02:52Every mortal ill.
02:55And all of them praying for a miracle.
02:58Spending their life savings to get there.
03:02Oh, it's a sad, dreadful sight.
03:06I've stood at the shrine, Father, and something came over me.
03:12I went back to the hotel and shut myself up and knelt down and tried to pray.
03:22I tried to pray.
03:26It's not the first time I've had this trouble.
03:30Even before Lourdes.
03:32Sometimes here on the island I've gone to church and started to say the Our Father.
03:37Our Father who art in heaven.
03:40But then I looked at the altar and I know that there is no Father in heaven.
03:45That's a pitiful thought, don't you think?
03:48A man who became a monk with most of his life gone.

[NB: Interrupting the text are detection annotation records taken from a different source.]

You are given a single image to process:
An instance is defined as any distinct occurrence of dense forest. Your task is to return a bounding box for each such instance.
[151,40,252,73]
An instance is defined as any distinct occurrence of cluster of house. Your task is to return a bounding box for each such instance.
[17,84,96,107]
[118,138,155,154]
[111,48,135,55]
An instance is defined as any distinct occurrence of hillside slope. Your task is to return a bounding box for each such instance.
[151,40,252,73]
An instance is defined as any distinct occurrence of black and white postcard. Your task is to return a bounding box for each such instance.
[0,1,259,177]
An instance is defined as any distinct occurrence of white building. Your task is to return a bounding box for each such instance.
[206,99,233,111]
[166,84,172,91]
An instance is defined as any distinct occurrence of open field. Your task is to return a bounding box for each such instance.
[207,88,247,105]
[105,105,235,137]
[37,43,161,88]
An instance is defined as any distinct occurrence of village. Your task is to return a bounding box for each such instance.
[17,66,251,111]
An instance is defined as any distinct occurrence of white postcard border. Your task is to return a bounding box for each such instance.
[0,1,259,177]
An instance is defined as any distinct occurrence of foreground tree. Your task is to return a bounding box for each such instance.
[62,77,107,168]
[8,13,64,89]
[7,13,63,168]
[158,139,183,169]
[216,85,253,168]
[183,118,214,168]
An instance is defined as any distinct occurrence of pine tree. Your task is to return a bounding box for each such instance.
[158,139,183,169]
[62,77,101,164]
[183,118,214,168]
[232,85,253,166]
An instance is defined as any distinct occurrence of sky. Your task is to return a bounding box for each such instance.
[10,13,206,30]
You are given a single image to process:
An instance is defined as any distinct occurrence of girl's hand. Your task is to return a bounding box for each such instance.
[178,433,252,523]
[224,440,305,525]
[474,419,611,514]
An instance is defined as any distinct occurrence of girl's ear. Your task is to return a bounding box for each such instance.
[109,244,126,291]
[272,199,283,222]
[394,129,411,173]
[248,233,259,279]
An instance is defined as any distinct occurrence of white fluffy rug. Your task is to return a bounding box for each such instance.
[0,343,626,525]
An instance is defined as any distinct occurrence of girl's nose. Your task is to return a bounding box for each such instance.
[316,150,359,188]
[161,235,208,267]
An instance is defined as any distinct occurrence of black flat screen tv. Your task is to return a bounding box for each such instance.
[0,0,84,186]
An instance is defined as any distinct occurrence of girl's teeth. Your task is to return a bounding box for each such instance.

03:54Kneeling in church and staring at the altar and knowing that there is nothing on the altar
04:00but wafers of communion bread.
04:03Not God.
04:06Just pieces of bread.
04:10When that would happen, when the words were just words,
04:14I'd begin to tremble and shake as a prelude to hell.
04:19I suppose you'd call it a depression. I call it hell.
04:22An empty state.
04:24The hell of a priest deprived of God.
04:27And when I get into that state it's, oh, it's weeks, it's months.
04:31I never know when I'm going to come out again.
04:34In other words, it was nearly a year.
04:37So now I'm afraid to pray.
04:41You see, I don't know if I'll come out again.
04:49You don't pray? Ever?
04:55No, not for a long time.
04:58Not for years.
05:01Oh, what about saying mass or your daily office? Does no one notice?
05:06It's strange but they don't.
05:09One can pretend a preference for private devotion.
05:12But public prayers, well, there are plenty of monks who lead them.
05:16Then why have you stayed?
05:18It's a hard life, you said so yourself.
05:21But it's my life.
05:24I'm a sort of foreman here, a sort of manager.
05:27It's not far different from a secular job.
05:31The monks work hard. I'm here to keep them together.
05:34See, they make a go of it.
05:36We're like children.
05:38It's a simple life.
05:41We pass the days as if there was an endless supply of them.
05:46So you see, you didn't know what sort of a man you were asking to stay on as abbot.